Backing Up MySQL Part 5: Backing Up Big Data

Comments 0

Share to social media

According to research made by Statista in 2022, the amount of data that is being worked with globally is expected to reach more than 180 zettabytes. Part of that is because more and more data is being introduced to the online world – but another part has its roots in software development. There are approximately 24.3 million software developers in the world (source: InApps), and with the number increasing every year, there‘s bound to be a lot of work with data.

The one thing that has always helped software developers work with data are databases – databases are not all made equal though. Some are said to be a fit for working with bigger data sets (MongoDB comes to mind), some are fit for timescale data (think TimescaleDB), some are a good fit for other use cases.

However, MySQL is MySQL – the RDBMS has been here for ages, and undeniably, it‘s here to stay. As with every database management system, MySQL has its upsides and downsides – one of the biggest notable downsides of MySQL is that many people think that it‘s not a fit for working with big data.

However, that’s not exactly true – MySQL is powering some of the biggest websites in the world from Facebook (for Facebook, MySQL is one of the main database management systems of choice as the social network stores almost all of the necessary data in it), to some of the biggest & fastest data breach search engines in the world letting people secure themselves from identity theft.

MySQL is a powerful, but a complex beast and in this blog, we will tell you how to back up big data sets within that beast.

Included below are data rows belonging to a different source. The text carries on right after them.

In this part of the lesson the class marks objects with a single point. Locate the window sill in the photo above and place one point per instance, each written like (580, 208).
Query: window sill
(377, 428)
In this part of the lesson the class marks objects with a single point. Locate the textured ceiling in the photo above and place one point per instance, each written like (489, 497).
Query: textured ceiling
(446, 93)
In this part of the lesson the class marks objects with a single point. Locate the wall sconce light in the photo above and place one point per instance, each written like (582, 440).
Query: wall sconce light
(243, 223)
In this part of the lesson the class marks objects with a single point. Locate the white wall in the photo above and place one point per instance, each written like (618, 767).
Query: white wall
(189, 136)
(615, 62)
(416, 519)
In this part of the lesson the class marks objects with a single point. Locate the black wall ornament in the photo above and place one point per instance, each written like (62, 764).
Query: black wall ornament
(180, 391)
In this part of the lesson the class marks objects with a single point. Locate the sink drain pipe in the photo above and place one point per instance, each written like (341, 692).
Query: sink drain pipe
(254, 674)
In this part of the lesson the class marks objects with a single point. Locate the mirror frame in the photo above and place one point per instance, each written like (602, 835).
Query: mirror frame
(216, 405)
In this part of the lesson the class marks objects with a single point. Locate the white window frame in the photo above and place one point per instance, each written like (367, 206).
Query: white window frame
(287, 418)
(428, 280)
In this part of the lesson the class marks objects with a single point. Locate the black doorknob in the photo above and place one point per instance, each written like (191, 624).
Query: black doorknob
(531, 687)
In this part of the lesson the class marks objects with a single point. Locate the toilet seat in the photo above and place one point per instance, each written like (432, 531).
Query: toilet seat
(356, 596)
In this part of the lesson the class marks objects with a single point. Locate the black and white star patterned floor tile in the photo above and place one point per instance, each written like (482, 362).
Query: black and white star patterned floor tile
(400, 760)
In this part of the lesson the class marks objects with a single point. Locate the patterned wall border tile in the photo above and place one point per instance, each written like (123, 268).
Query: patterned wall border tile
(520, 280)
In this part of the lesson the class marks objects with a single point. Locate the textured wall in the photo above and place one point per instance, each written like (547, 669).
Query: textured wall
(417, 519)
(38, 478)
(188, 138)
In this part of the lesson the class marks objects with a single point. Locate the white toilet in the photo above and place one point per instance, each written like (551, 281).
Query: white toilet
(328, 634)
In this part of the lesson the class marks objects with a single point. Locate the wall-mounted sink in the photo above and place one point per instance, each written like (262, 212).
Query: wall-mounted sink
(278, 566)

The Infrastructure of MySQL

Before working with bigger data sets inside MySQL, you should familiarize yourself with its infrastructure. The most frequently used storage engine specific to MySQL is InnoDB and its counterpart XtraDB developed by Percona. Both InnoDB and XtraDB have a couple of properties unique to themselves:

  1. The functionality of InnoDB is based on the InnoDB buffer pool – the buffer pool is an area used to cache the data and indexes when they are accessed. The bigger it is, the faster certain types of queries that are using the buffer pool or its data (SELECT, LOAD DATA INFILE) will complete.
  2. InnoDB supports the ACID model guaranteeing data atomicity, consistency, transaction isolation, and durability. Note that even though InnoDB is known to offer support for ACID properties by default, it can also be made to exchange ACID for speed (and vice versa.)
  3. InnoDB has a couple of acquaintances – while InnoDB data is stored in the ibdata1 file, InnoDB also has a couple of log files – ib_logfile0 and ib_logfile1 – that are used to store undo and redo logs. Undo logs contain information about undoing changes made by a specific transaction, while redo logs store information about how to re-do them (hence the names.) Both files can be found either in the /var/lib/mysql/mysql*.*.**/data directory if Linux is in use, or in the /bin/mysql/mysql*.*.**/data directory if you find yourself using Windows (*.*.** represents the MySQL version):
  4. All of the settings relevant to InnoDB can be configured via the settings present in my.cnf.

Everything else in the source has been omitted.